4.7 Percent Fewer Homes Built in U.S. in September
In September, new home construction in the U.S. dropped 4.7 percent from the previous month. With the exception of the West, most areas in the nation experienced the decline. Construction in the Midwest dropped 20.2 percent, while the South saw a decline of 9.3 percent and the Northeast experienced a drop of 9.2 percent. Residential construction rose in the West, however, at 15.7 percent.
The September drop in home construction was the greatest decline in the past six months and included both single-family home building, which dropped 4.6 percent, and apartment construction, which declined 5.1 percent. The last sharp decline of residential building occurred in March, when the industry saw a 7.7 percent drop. The latest number is far below that for the peak prior to the 2006 housing bubble burst.
According to the Department of Commerce, the current seasonally-adjusted annual rate of construction is 1.13 million units.
Despite the damage caused by Hurricanes Harvey and Irma, new construction in August fell only 0.2 percent and was affected little by the storms. Factors that did contribute to the drop in home construction included the rising cost of building materials and land and the shortage of skilled labor.
Possibly indicative of future construction activity, applications for building permits fell 4.5 percent in September, putting the annual rate at 1.22 million units. Applications for permits for single-family homes rose 2.4 percent, while those for apartments dramatically fell 16.1 percent.
There is optimism among economists, however, that there will be a future rise in new construction. In spite of the sharp drop during the past six months, new home construction remains over 6 percent above that of last year. In addition, the steady drop in unemployment brings hope that more homes will be built and sold. Buyers are also hurrying to close deals in anticipation of increasing mortgage rates. On the down side, the shortage of available homes and the resulting higher prices present an affordability problem for potential buyers.
An October National Association of Home Builders/Wells Fargo survey indicated a 4-point rise in the home builder optimism index to 68, which is the highest in 5 months. An index above 50 means a majority of home builders expressed optimism.

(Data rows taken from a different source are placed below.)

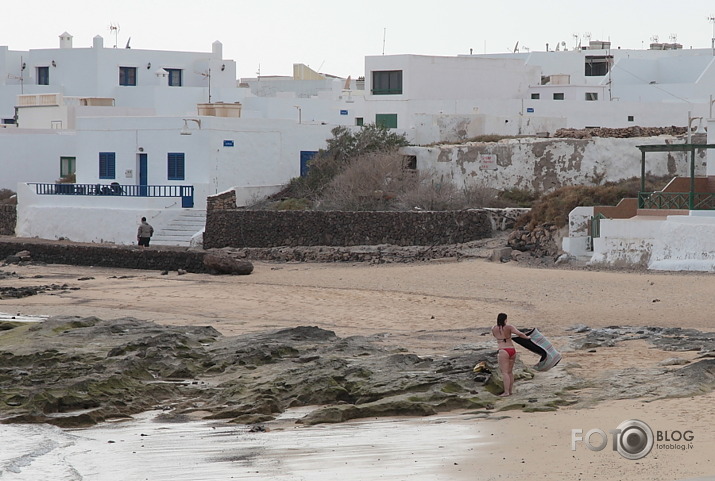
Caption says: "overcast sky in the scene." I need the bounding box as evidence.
[2,0,715,79]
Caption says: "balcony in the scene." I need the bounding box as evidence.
[29,183,194,208]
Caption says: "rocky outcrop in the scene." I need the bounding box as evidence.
[2,317,714,428]
[0,318,511,427]
[507,224,561,257]
[554,126,687,139]
[202,253,254,275]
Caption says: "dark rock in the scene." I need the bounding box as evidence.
[203,253,254,275]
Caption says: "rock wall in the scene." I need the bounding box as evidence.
[0,241,208,273]
[204,210,493,249]
[0,205,16,236]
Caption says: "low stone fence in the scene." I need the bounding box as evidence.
[0,240,208,273]
[204,209,493,249]
[0,205,16,236]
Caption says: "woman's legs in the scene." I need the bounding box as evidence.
[506,355,516,395]
[497,349,512,396]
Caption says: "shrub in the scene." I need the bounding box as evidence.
[515,175,674,229]
[285,124,409,199]
[319,152,418,211]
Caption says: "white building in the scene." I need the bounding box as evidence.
[362,42,715,144]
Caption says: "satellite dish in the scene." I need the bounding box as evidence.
[125,37,131,49]
[513,41,519,53]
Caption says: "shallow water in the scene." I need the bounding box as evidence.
[0,409,488,480]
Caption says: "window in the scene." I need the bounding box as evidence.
[355,117,364,127]
[585,92,598,101]
[553,93,565,100]
[585,56,612,76]
[372,70,402,95]
[37,67,49,85]
[60,157,76,178]
[165,68,182,87]
[167,153,185,180]
[403,155,417,170]
[375,113,398,129]
[119,66,137,86]
[531,93,540,100]
[628,115,635,122]
[99,152,116,179]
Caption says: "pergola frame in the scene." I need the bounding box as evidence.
[637,143,715,209]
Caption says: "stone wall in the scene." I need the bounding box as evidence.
[0,205,16,236]
[204,210,493,249]
[0,240,208,273]
[207,189,237,211]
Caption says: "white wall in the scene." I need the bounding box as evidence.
[589,216,665,267]
[0,129,76,189]
[15,182,186,244]
[403,136,696,193]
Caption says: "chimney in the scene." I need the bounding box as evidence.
[59,32,73,49]
[212,40,223,59]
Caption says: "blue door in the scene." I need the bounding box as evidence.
[139,153,148,196]
[300,151,318,177]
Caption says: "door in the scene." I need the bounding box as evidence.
[300,151,318,177]
[138,153,148,196]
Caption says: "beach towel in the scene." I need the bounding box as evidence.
[512,327,562,371]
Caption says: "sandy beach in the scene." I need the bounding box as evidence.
[1,257,715,480]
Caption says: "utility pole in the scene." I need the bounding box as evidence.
[710,15,715,56]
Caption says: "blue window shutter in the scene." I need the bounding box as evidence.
[168,152,185,180]
[99,152,116,179]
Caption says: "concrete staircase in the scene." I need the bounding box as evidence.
[151,210,206,247]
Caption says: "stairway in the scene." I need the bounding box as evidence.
[151,210,206,247]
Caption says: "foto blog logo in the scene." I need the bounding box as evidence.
[571,419,693,460]
[571,419,653,460]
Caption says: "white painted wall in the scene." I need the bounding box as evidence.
[648,213,715,271]
[15,182,190,244]
[589,217,664,267]
[403,136,696,193]
[0,129,76,188]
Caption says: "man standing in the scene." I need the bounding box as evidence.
[137,217,154,247]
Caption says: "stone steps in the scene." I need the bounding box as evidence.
[152,210,206,247]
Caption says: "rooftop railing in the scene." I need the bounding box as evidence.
[638,192,715,210]
[29,182,194,208]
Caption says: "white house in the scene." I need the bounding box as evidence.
[362,42,715,144]
[16,115,332,245]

Despite a healthy U.S. stock market, the PHLX index, which includes housing stocks, remains flat. Shares in D.R. Horton, the largest U.S. home builder, fell 0.4 percent in September.
Because the investment in home building saw its steepest decline in almost seven years, housing dropped 0.3 percent from the nation's GDP during the second quarter of 2017.

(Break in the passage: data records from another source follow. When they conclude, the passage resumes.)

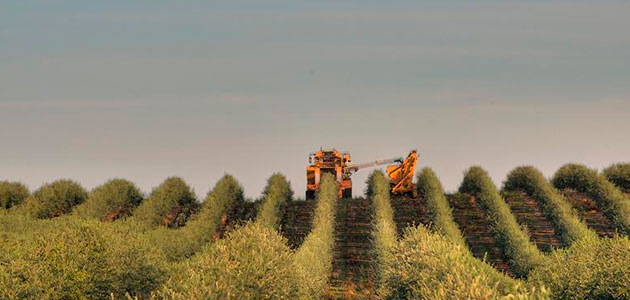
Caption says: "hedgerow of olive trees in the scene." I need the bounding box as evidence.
[73,178,143,221]
[553,163,630,235]
[293,173,338,298]
[460,166,545,277]
[133,177,198,228]
[255,173,293,230]
[0,181,30,209]
[30,179,88,219]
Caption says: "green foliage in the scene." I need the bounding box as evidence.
[368,171,398,296]
[0,217,167,299]
[460,166,545,277]
[503,166,597,245]
[133,177,198,228]
[0,181,30,209]
[0,207,39,236]
[529,235,630,299]
[379,225,549,300]
[7,168,630,299]
[30,179,88,219]
[157,222,303,300]
[603,163,630,192]
[552,163,630,235]
[73,178,144,220]
[255,173,293,229]
[146,174,244,261]
[416,167,467,247]
[294,173,338,298]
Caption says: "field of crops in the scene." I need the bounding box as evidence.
[2,163,630,299]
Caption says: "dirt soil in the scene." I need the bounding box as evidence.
[280,199,316,249]
[560,188,617,238]
[503,190,563,252]
[327,198,374,300]
[448,193,513,276]
[391,195,429,237]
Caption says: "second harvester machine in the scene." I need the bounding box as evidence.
[306,149,418,199]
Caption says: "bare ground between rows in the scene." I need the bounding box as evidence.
[280,199,316,249]
[559,188,617,238]
[448,193,513,276]
[327,198,375,300]
[503,190,563,252]
[391,195,430,237]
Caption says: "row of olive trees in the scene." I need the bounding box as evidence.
[156,173,338,299]
[1,176,220,228]
[1,170,339,300]
[370,169,548,299]
[0,173,285,299]
[420,164,630,299]
[1,161,629,299]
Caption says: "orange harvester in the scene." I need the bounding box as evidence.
[306,149,418,199]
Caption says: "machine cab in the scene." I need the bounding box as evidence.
[306,149,352,199]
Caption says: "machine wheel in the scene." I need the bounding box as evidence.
[342,188,352,199]
[306,190,316,200]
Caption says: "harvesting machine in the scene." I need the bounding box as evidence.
[306,149,418,199]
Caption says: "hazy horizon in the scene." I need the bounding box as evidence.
[1,1,629,200]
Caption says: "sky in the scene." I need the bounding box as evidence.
[1,1,629,200]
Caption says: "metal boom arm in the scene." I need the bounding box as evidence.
[345,157,402,174]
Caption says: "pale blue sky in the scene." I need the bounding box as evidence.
[1,1,629,199]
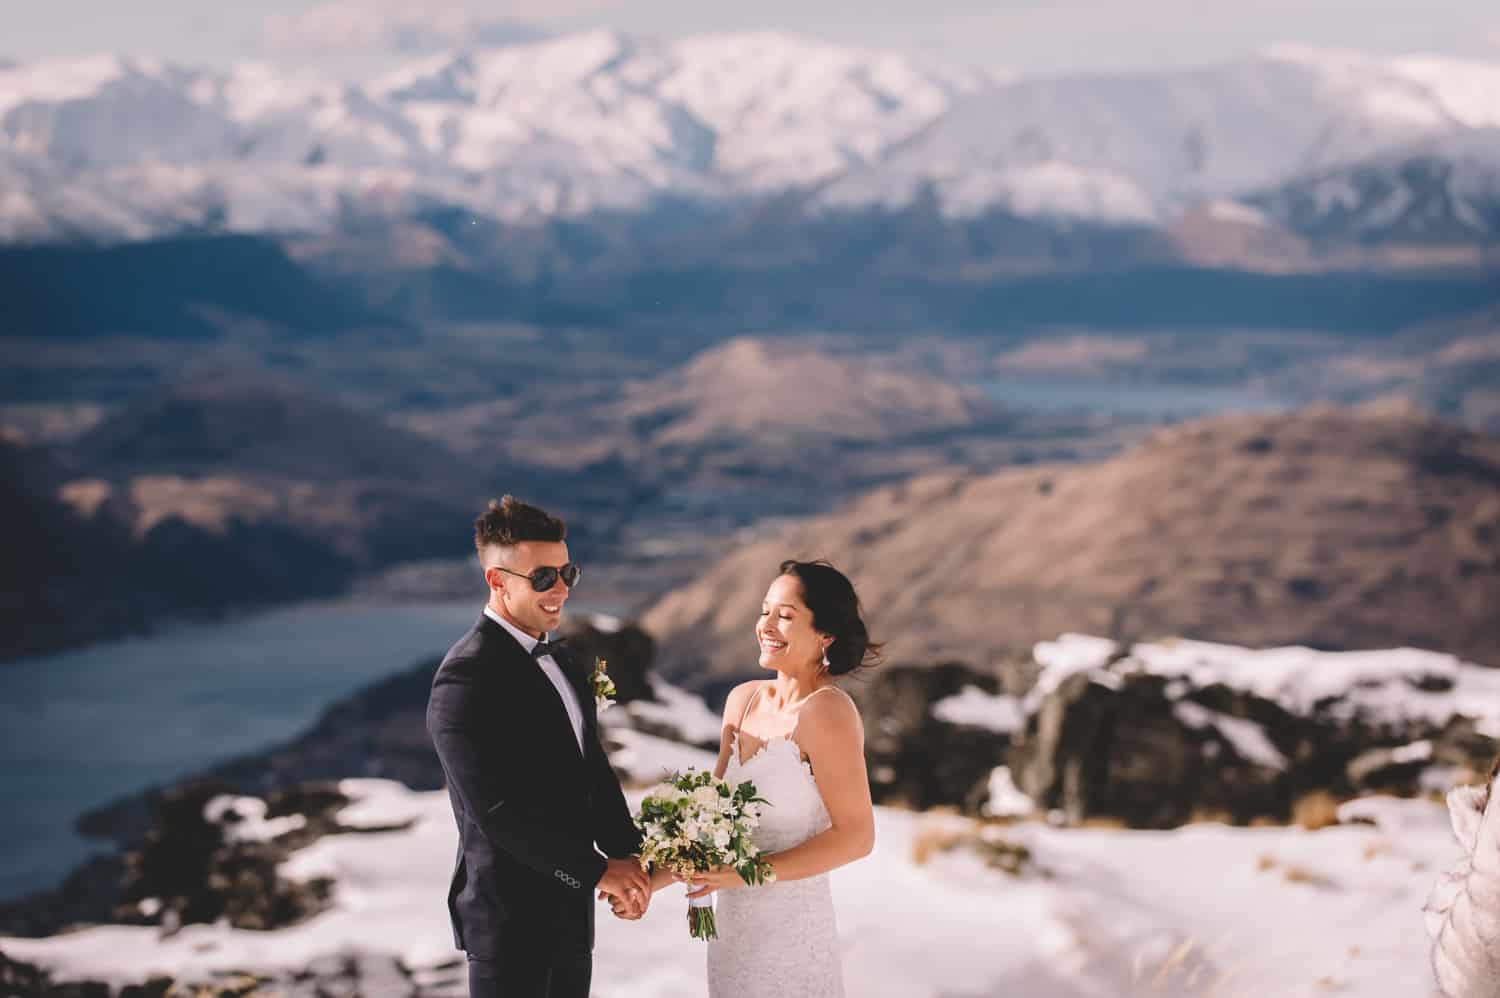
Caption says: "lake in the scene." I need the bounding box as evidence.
[979,378,1290,418]
[0,598,490,900]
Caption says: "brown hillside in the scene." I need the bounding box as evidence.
[641,403,1500,683]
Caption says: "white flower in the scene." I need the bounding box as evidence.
[712,826,732,849]
[692,786,721,809]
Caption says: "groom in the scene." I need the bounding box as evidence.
[427,496,652,998]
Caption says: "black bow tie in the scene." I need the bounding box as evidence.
[531,639,563,661]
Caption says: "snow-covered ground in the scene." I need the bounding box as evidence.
[0,741,1459,997]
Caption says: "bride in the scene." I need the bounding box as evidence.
[666,558,878,997]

Experts predict a strong 2018 for the U.S. housing market. Because the population continues to age, demand for housing will remain stagnant, and fewer homes on the market will result in higher prices. The older population feels less pressure to refinance; and in turn, this helps the economy because they use their home equity to purchase other goods.
There are several reasons, however, why potential home owners could be willing to purchase property. These include:
- Millennials need homes for their families, and sizes of single-family homes are decreasing to accommodate the entry-level-market consumer. This downsizing is consistent with past post-recession trends in which buyers continued to tighten their budgets.
- Rental prices are high.
- The economy is trending positive.
- Foreigners are investing in U.S. property.
- Real estate is less risky than such other investments as stocks or bonds.
- Trends in home design include energy-efficient windows, insulation and lighting and programmable digital thermostats that appeal to home owners who are concerned about high energy costs.
Some factors that may potentially affect the future U.S. housing market include:
- There's a low risk of a housing crash in most areas.
- Because wages are increasing, more millennials are interested in purchasing real estate.
- President Trump's tax policy is positive for business, and the administration's focus on deregulation takes some of the burden off businesses. Following the longest positive business cycle in the nation's history, the economy continues to grow. There are currently no indications that high inflation will return.
- Shortages in labor result in higher incomes and production costs.